People like packets, gadgets ..... apps .... etc, and keep up adding them - we want to 'have' it.
and then the card house falls down and you have to re have it all again.

edit : and if you need to have something, know how to maintain it, what it does. You should actually be able "by hand" to do what the package does. This means, if a package doesn't work, you'll be able to check it out fast, find the issue fast. Never ask scripts to do something you can't do yourself.

So, the rule was - and stays : keep it simple.
Thus easily reproducible.

Btw : setting up pfsense doesn't need tools, if you don't count the mouse and keyboard.
Get a daily copy of your config.xml ( use this for example ).

gabacho4

@gertjan what I meant was that a simple solution like restarting the router didn't fix the problem. Something with the configuration went horribly wrong. I literally had to reinstall pfsense, then either configure by hand or use one of my backups. Once I did it by hand, the issue never reoccurred this leading me to believe something about the way I configured the Protectli device was the problem.

Gertjan

@gabacho4 said in SG5100 halts every 10 days:

or use one of my backups.

Be careful with this one.

My pfSense and your pfSense are 100 % identical.
Because we use the same source. When copying bits, the result is known : your '1's and '0's are identical to mine.
What differs is : your config.
So, install it, assign WAN and LAN, make a password, make WAN work and stop there. You reached a save point. It should work .... a long time.

scratchydog

Some very good suggestions and insight here.
Thank to everyone who has taken the time to help with this. Much appreciated. This is a great community.

Netgate support also recommended doing a fsck (As also was mentioned here - many tnx.) to find and fix any errors from single user mode. I completed this, although i'm not 100% sure it found any issues to fix.

.... yes i agree, the forced power downs when it freezes negate the inclusion of a UPS here. That could /will corrupt things a lot.

I will see if the fsck results in any success. If not, I think as mentioned here, a full Vanilla build up from scratch may be needed. There is a big chance that keeping the same config over various base pfsense versions will cause issues and best practice would be to always rebuild the config up from scratch each upgrade - certainly, you would at least want a config with Zero packages as a base vanilla and work up from there.

Re Ram usage, I have setup some Ram Disks for /tmp and /var so RAM usage is up a bit. The idea was that with ntopNG running, the I/O on the SSD would be lowered, prolonging the disk life. Not sure if this effort to benefit is worth it?

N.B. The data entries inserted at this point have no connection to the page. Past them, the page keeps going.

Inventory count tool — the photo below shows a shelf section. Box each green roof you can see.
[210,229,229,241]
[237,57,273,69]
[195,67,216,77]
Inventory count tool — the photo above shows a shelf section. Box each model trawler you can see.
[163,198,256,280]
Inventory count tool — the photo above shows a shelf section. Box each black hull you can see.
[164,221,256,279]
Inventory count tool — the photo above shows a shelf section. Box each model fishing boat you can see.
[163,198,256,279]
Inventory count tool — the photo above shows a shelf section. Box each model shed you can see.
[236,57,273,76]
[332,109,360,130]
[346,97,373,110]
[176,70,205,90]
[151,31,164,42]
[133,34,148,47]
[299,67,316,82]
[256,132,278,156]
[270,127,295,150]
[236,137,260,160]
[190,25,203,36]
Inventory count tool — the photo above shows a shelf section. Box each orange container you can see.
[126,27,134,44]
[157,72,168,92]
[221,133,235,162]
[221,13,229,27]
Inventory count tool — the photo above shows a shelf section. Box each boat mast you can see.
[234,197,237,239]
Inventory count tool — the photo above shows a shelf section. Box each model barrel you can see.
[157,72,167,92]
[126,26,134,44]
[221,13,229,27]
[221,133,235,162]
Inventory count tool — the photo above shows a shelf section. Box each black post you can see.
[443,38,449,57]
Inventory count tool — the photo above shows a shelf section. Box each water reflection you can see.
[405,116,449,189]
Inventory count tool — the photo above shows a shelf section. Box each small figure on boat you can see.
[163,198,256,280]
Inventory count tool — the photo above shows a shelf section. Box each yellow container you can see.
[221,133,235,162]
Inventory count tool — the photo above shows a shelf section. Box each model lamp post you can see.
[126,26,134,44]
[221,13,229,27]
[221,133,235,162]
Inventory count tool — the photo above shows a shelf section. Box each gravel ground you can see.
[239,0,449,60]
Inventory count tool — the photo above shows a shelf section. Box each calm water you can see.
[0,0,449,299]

Possibly causing more issues than I am solving.

scratchydog

One additional question I had was if I were to try some different ram, I assume it is pointless to go for anything other than ECC ram?

gabacho4

@scratchydog the ECC ram is hard, if not nearly impossible, to find. I've seen posts from people saying they use non-ECC just fine. If you search this forum or Google you should get to those threads.